It’s a brave play that tries to tackle the awful subject of paedophilia with any kind of nuance. There are queasy moments in Kevin Kelly’s fictionalized account of composer Benjamin Britten and schoolboy singer David Hemmings. Director Tim McArthur’s bumpy production doesn’t always match the slickness of the script. But the piece is both provocative and thought-provoking.
The action takes us behind the scenes of the opera The Turn of the Screw. It helps a lot to know the history beforehand. Both the play and Gary Tushaw, who does well in the role of Britten, show The Great Man’s power and charisma at work. It’s clear separating the art from the artist is not a new dilemma. But, admirably, Kelly wants to show us many sides of the story and McArthur aids his project.
Efforts to protect Britten and his “divine” art are heady. Two roles, for Jo Wickham and Jonathan Clarkson, as his assistant and producer, are under-written but serve to show Britten’s prestige and status. Less successfully, there’s the man who most admires Britten, his life partner Peter Pears. It’s an unhappy role for Simon Willmont as avowals of love and dismissal of “passing infatuations” ring hollow.
Then we come to Britten’s victims. The play (and in real life Hemmings) is clear that behavior was “inappropriate” rather than criminal, leaving the audience to judge morality. But Hemmings, despite a good performance from Liam Watson, is written as too mature. There are too many questions left hanging: the character’s class, or “rough edges”, and the absence of his parents. One great touch, which McArthur gets a lot from, is that Hemmings narrates and helps as a stage hand; his reactions are always worth watching.
Hemmings is seen as a threat rather than a victim, taking us to the most interesting but also flawed parts of the play. As tense rehearsals progress, parallels are drawn between fiction and fact. So, the ambiguity between characters in the opera infects real life. Britten even makes mistakes over Hemmings’ name. It’s a shame the idea isn’t explored more. Meanwhile Britten’s troubles are credited to the illegality of homosexuality. The point is problematic, even nonsensical. The history here is crammed in. And there’s a dream sequence that, as well as being executed poorly, creates too much sympathy for Britten and is crying out to be cut.

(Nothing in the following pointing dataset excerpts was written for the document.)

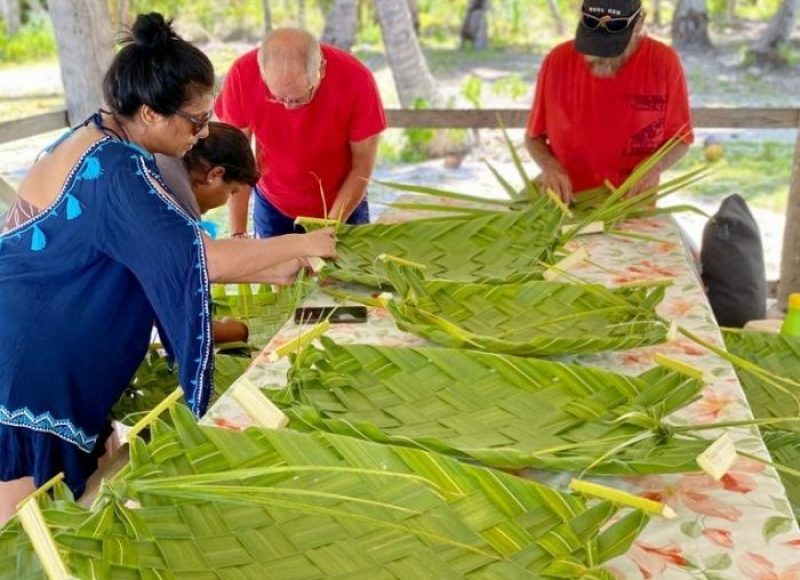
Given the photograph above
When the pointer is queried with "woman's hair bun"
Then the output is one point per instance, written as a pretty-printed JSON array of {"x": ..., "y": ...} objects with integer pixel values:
[{"x": 152, "y": 31}]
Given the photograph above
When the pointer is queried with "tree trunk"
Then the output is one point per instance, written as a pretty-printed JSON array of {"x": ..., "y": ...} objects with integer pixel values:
[
  {"x": 765, "y": 51},
  {"x": 790, "y": 258},
  {"x": 36, "y": 6},
  {"x": 557, "y": 19},
  {"x": 10, "y": 13},
  {"x": 124, "y": 14},
  {"x": 690, "y": 25},
  {"x": 413, "y": 6},
  {"x": 341, "y": 24},
  {"x": 412, "y": 78},
  {"x": 85, "y": 51},
  {"x": 267, "y": 15},
  {"x": 475, "y": 28}
]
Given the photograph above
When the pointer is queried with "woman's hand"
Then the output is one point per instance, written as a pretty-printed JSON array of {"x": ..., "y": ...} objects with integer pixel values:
[
  {"x": 320, "y": 243},
  {"x": 285, "y": 273}
]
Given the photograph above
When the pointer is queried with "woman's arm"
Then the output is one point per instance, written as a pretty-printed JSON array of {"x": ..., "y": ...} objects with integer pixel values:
[{"x": 233, "y": 261}]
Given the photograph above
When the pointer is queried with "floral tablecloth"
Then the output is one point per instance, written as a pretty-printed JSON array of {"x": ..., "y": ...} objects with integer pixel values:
[{"x": 740, "y": 527}]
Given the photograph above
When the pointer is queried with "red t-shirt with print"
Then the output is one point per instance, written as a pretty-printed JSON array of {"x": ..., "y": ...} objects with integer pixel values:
[
  {"x": 602, "y": 128},
  {"x": 299, "y": 149}
]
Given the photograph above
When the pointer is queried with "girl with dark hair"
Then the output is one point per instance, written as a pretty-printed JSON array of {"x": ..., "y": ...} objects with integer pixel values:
[
  {"x": 98, "y": 251},
  {"x": 217, "y": 167}
]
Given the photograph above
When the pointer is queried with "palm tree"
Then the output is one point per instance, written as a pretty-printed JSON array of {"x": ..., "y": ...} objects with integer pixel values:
[
  {"x": 341, "y": 24},
  {"x": 412, "y": 78},
  {"x": 475, "y": 28},
  {"x": 765, "y": 51},
  {"x": 267, "y": 15},
  {"x": 10, "y": 14},
  {"x": 85, "y": 50},
  {"x": 690, "y": 25}
]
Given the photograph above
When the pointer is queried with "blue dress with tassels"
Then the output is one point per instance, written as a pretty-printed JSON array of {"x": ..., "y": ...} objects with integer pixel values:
[{"x": 81, "y": 285}]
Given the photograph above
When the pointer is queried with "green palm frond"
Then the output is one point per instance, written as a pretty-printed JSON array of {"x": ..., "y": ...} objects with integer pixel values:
[
  {"x": 602, "y": 204},
  {"x": 773, "y": 357},
  {"x": 279, "y": 504},
  {"x": 490, "y": 248},
  {"x": 156, "y": 378},
  {"x": 503, "y": 411},
  {"x": 262, "y": 308},
  {"x": 533, "y": 318}
]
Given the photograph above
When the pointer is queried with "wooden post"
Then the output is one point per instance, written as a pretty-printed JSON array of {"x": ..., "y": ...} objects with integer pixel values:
[
  {"x": 85, "y": 49},
  {"x": 790, "y": 258}
]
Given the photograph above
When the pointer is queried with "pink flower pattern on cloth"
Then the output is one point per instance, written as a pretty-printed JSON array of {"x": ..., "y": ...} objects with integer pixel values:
[{"x": 740, "y": 527}]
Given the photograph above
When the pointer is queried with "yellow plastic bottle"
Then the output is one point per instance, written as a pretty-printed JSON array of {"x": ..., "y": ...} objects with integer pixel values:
[{"x": 791, "y": 324}]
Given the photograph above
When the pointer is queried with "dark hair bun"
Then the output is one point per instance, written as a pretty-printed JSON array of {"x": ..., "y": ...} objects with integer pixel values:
[{"x": 152, "y": 31}]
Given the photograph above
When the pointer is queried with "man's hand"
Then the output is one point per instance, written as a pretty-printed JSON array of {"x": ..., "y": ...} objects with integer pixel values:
[
  {"x": 649, "y": 180},
  {"x": 320, "y": 243},
  {"x": 556, "y": 179}
]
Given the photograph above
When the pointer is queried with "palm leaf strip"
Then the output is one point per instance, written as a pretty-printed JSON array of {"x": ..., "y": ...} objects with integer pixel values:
[
  {"x": 488, "y": 248},
  {"x": 533, "y": 318}
]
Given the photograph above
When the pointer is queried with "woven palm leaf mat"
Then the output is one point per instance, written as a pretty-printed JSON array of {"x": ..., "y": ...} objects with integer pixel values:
[
  {"x": 780, "y": 355},
  {"x": 497, "y": 247},
  {"x": 280, "y": 504},
  {"x": 533, "y": 318},
  {"x": 504, "y": 411},
  {"x": 263, "y": 309}
]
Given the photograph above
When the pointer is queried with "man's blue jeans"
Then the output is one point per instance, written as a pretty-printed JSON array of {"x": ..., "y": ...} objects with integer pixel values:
[{"x": 269, "y": 221}]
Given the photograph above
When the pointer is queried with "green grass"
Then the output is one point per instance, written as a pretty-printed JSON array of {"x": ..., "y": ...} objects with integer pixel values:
[
  {"x": 16, "y": 108},
  {"x": 759, "y": 171}
]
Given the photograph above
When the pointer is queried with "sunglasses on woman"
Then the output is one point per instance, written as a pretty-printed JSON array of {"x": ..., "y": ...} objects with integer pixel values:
[
  {"x": 198, "y": 123},
  {"x": 612, "y": 25}
]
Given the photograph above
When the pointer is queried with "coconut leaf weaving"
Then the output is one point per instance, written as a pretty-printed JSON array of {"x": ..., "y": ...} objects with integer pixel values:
[
  {"x": 533, "y": 318},
  {"x": 263, "y": 309},
  {"x": 605, "y": 203},
  {"x": 489, "y": 248},
  {"x": 770, "y": 399},
  {"x": 280, "y": 504},
  {"x": 503, "y": 411}
]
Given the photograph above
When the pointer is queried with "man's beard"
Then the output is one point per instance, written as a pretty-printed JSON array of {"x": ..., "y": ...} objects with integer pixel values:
[
  {"x": 605, "y": 67},
  {"x": 609, "y": 67}
]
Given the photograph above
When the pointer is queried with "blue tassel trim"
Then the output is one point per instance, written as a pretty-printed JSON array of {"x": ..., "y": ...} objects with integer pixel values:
[
  {"x": 91, "y": 169},
  {"x": 73, "y": 207},
  {"x": 210, "y": 228},
  {"x": 38, "y": 241}
]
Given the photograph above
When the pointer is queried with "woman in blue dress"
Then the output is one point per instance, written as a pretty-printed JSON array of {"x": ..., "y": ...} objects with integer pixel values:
[{"x": 97, "y": 250}]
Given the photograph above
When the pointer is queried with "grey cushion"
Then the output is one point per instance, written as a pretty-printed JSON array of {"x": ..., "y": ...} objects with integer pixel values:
[{"x": 733, "y": 264}]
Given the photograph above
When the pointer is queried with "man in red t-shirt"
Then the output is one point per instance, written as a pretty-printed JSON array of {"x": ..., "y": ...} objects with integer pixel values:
[
  {"x": 316, "y": 116},
  {"x": 607, "y": 101}
]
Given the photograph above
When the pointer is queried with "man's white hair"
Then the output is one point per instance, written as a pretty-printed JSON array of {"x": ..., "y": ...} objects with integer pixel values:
[{"x": 285, "y": 51}]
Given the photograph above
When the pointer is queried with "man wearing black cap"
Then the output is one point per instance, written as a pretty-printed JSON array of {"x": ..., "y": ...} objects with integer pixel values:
[{"x": 606, "y": 101}]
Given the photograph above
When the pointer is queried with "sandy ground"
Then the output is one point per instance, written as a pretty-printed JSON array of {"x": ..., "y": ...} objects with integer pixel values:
[{"x": 715, "y": 79}]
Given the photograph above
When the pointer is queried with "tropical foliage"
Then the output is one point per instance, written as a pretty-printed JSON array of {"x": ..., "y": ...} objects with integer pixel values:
[
  {"x": 205, "y": 502},
  {"x": 486, "y": 248},
  {"x": 503, "y": 411},
  {"x": 532, "y": 318}
]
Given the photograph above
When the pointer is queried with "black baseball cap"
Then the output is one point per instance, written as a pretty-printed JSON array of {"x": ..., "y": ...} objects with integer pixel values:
[{"x": 599, "y": 41}]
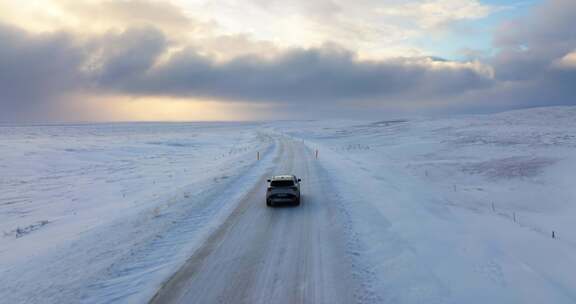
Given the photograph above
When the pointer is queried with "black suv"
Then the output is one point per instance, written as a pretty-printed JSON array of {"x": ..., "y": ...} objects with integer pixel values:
[{"x": 283, "y": 189}]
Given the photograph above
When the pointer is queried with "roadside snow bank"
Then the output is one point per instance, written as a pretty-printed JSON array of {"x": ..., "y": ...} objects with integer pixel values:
[
  {"x": 102, "y": 213},
  {"x": 457, "y": 210}
]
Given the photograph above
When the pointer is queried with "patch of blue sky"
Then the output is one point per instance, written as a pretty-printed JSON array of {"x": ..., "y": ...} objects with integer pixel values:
[{"x": 473, "y": 39}]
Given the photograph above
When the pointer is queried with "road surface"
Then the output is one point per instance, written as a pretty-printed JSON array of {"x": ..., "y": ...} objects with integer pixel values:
[{"x": 271, "y": 255}]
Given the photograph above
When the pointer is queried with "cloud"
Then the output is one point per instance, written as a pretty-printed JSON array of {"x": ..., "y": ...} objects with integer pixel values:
[
  {"x": 39, "y": 70},
  {"x": 36, "y": 69},
  {"x": 532, "y": 48},
  {"x": 134, "y": 63},
  {"x": 321, "y": 75}
]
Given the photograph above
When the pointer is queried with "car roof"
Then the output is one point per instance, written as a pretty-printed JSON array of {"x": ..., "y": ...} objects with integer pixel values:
[{"x": 283, "y": 177}]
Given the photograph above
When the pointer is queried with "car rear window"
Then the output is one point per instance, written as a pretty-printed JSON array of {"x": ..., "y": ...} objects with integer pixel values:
[{"x": 282, "y": 183}]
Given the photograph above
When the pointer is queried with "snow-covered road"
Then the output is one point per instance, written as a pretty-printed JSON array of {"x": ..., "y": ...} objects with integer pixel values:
[{"x": 272, "y": 255}]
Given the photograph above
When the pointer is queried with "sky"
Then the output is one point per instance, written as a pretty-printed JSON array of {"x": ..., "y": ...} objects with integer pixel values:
[{"x": 182, "y": 60}]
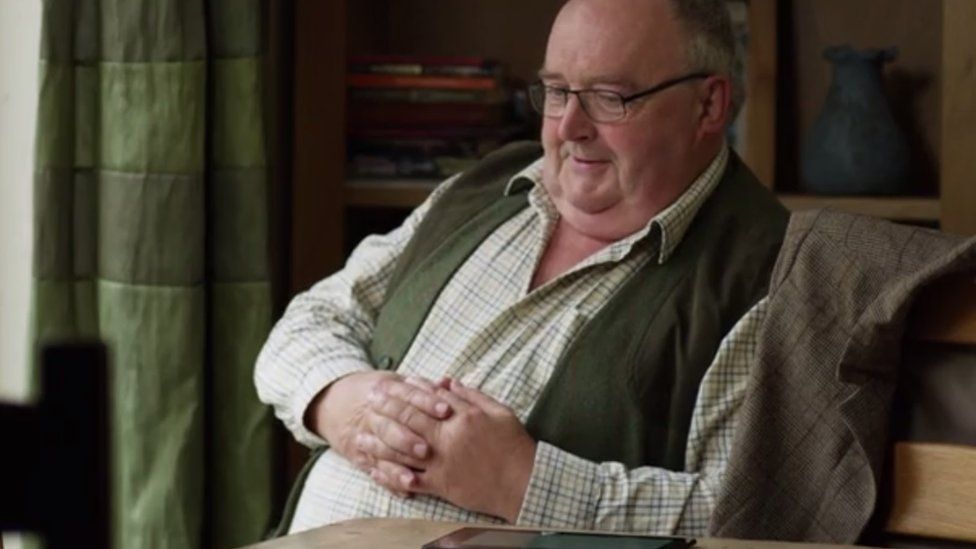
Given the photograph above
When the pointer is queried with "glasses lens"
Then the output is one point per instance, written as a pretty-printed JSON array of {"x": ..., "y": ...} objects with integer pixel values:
[
  {"x": 537, "y": 96},
  {"x": 547, "y": 100},
  {"x": 603, "y": 106}
]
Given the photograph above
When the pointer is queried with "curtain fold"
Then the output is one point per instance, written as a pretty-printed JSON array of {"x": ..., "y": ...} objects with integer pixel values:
[{"x": 151, "y": 232}]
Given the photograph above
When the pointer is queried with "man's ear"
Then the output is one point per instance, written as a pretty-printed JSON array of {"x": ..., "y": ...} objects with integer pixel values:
[{"x": 716, "y": 105}]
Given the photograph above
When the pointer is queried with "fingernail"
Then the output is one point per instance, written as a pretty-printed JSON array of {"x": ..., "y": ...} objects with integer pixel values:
[
  {"x": 420, "y": 450},
  {"x": 407, "y": 479}
]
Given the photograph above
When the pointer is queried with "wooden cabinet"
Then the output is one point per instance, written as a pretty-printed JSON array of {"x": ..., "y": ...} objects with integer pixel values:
[{"x": 929, "y": 87}]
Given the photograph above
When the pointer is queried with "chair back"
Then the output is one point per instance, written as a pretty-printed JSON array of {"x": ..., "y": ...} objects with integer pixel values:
[{"x": 933, "y": 477}]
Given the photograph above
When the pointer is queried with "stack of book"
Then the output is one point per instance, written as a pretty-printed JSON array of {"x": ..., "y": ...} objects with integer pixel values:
[{"x": 425, "y": 116}]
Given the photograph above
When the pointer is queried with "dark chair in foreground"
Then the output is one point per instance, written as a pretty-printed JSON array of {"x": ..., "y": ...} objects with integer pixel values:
[
  {"x": 933, "y": 477},
  {"x": 54, "y": 472}
]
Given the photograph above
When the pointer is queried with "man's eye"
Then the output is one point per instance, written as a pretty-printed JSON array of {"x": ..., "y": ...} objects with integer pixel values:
[{"x": 556, "y": 93}]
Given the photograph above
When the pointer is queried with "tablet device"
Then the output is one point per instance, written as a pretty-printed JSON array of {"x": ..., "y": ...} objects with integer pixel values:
[{"x": 496, "y": 538}]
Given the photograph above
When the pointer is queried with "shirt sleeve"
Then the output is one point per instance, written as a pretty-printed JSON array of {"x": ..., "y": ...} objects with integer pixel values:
[
  {"x": 325, "y": 332},
  {"x": 566, "y": 491}
]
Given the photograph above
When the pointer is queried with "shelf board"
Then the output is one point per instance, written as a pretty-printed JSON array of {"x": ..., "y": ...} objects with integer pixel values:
[
  {"x": 898, "y": 208},
  {"x": 387, "y": 193},
  {"x": 409, "y": 193}
]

While it might seem the play struggles to determine a focus, flip-flopping between Britten, his entourage and Hemmings, it seems more accurate to suggest Kelly doesn’t want one – he provides lots of perspectives. A cool tone for such an emotive subject is an interesting idea. But in the end, this strength becomes Turning the Screw’s weakness. Hemming’s story is truncated and another boy, a ghostly figure who haunts the composer, needs urgent elaboration. Despite trying, the piece is weighted too much to Britten for comfort.